<那須研一(川柳名・夜市/杉並区学童支援員)>
退勤後、19:40頃。国会議事堂前駅で下車して改札口を出ると警察官多数。「4番出口からしか出られません」と叫ぶ警官。「集会をやってますので」。
地上に出ると議事堂の南側(下図のH)。左手は官邸。右手の財務省上交差点に向かって行列が伸びる。その列はコーンとバーの規制線で歩道の片側に押し込められて動かない。「前に詰めないでください」と警察。これでは正門前のステージ付近に近づけないではないか⁉︎
…と思うと、列が少しずつ前進。でもまた止まる。ここにはスピーチの声もコールも届かない。「憲法9条を変えるな」のプラカードを頭上に掲げる。スタンディング仲間のWさんが行列左側のバーに沿ってチラシを配りながら近づいてくる。Wさんの「国旗損壊罪反対集会をやります」に呼応して「国旗損壊罪反対!」と私。
「あ、なすさん」「ご苦労様です…日の丸の神聖化、愛国心の押しつけは戦争への道です!4/11の集会に来てください!」。私の背後から、女性の遠慮がちな声で「戦争反対」の声が上がる。私も「戦争反対!」。「改憲反対!」「高市やめろ!」…行列からコール&レスポンスが自然発生。
どれくらい人が集まっているのか、ここにいてはわからない。バーをまたいで列を離脱、財務省の方まで歩いていき、信号を渡るとここにも長蛇の列(C)。
引き返して財務省側の歩道に行ってみると、やはり多数の人が規制線に囲まれていて、その後尾の男性が私に「こちらの女性(2人連れ?)遠くから来てるそうです。向こうに近づけませんか?」。「正門前に行く信号のところ、規制されて進めないようです…どちらから来られたんですか?」と私。「四国です…向こうに行けないんですか?」「デモなのに動けないって変ですよね」と女性たち。

確かに。「行ってみましょう」と私。女性たちと交差点の信号まで戻ると黄色テープが行く手を阻んでいたけれど「青になったら通します」。一緒に上図Aに進む。
ここでも最後尾についた私たちの前には色とりどりのペンライトの連なり。ステージ付近の様子は見えない。前に進めない。上図の国会前庭(南庭)のAの側には石垣で盛り土が固められ、庭を囲むフェンスに沿って多数の植栽。石垣の上に上がった私が女性たちに「登れますか?」。
「ついてきてください」。植え込みとフェンスの間を進む。「足元に気をつけて」。ステージ①の近くまで進む。スピーチがはっきりと聞こえる。そしてコールの大合唱。「高市総理は憲法守れ!」「自民も維新も憲法触るな!」「平和を守れ!」。

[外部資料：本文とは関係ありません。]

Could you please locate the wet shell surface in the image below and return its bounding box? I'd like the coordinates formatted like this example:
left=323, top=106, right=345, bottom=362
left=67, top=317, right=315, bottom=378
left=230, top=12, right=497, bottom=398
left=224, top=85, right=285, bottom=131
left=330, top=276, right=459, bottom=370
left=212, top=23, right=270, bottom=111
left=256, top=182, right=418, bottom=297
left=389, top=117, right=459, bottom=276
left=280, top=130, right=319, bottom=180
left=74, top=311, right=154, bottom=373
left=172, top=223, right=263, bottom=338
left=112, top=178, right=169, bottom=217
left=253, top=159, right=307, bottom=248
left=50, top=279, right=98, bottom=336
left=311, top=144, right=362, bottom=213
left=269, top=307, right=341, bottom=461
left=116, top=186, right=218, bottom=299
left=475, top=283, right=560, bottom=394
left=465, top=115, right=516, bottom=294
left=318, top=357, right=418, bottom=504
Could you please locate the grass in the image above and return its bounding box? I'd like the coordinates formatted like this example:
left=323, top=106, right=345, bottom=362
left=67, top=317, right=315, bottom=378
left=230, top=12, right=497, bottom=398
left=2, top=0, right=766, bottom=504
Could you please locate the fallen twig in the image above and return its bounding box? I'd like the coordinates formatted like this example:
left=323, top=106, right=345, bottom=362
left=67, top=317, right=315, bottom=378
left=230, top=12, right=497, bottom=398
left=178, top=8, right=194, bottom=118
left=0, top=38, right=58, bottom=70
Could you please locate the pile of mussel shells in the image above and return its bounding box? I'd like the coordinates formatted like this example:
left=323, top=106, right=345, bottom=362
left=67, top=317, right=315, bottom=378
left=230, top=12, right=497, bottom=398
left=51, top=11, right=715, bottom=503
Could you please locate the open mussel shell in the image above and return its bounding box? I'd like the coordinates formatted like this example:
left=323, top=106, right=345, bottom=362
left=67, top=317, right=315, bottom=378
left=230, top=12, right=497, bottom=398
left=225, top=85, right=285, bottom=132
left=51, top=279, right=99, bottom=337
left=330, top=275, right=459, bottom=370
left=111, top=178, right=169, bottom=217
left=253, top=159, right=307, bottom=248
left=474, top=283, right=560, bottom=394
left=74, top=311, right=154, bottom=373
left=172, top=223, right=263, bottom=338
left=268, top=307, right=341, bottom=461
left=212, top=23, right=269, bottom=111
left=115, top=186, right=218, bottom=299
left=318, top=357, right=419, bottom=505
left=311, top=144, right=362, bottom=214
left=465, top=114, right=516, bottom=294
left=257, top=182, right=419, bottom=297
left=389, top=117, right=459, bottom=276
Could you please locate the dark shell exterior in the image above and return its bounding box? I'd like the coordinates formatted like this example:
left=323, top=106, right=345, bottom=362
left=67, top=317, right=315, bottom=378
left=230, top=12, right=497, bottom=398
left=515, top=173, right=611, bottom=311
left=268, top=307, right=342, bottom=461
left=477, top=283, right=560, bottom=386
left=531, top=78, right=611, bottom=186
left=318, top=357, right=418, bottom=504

「四国のどちらから来られたんですか?」「…県です。20人でスタンディングを始めました。どちらの方ですか?」「杉並区の学童支援員です…(イラン侵略をやめろ、のプラカードを見せながら)小学校を爆撃しましたよね、本当に許せない」「ほんとですよね!」。
歩道より高いところに立っている私たちから、上図Eの光の隊列が見える。「最後のコールやります!まだ元気残ってますか?」の声。無数の「ペンラ」が揺れる。
改憲派が議席の大多数を占める議事堂の外壁を、反戦の光が染め上げる。国会前の反戦混声合唱は女声が優勢。愚劣な戦争策動を私たちは決して許さない。
「本日の参加者は3万人、配信視聴者7万人。全国148か所で同時アクションが行われました」との主催者発表にどよめきが起こる。ステージ①周辺=WWOFゾーンでは、大半が20代、30代の女性か。
21時過ぎに集会解散。女性2人が「本当にありがとうございます!」。「よかったです。私、レイバーネットというウェブサイトで夜市通信を書いてます。たかいち、じゃなくて、よるいちです」「夜市さんですね」「頑張りましょう!」…今や反戦ムーブメントは全国に波及しています。戦争を止めよう! 命を守ろう! 高市政権を打倒しよう!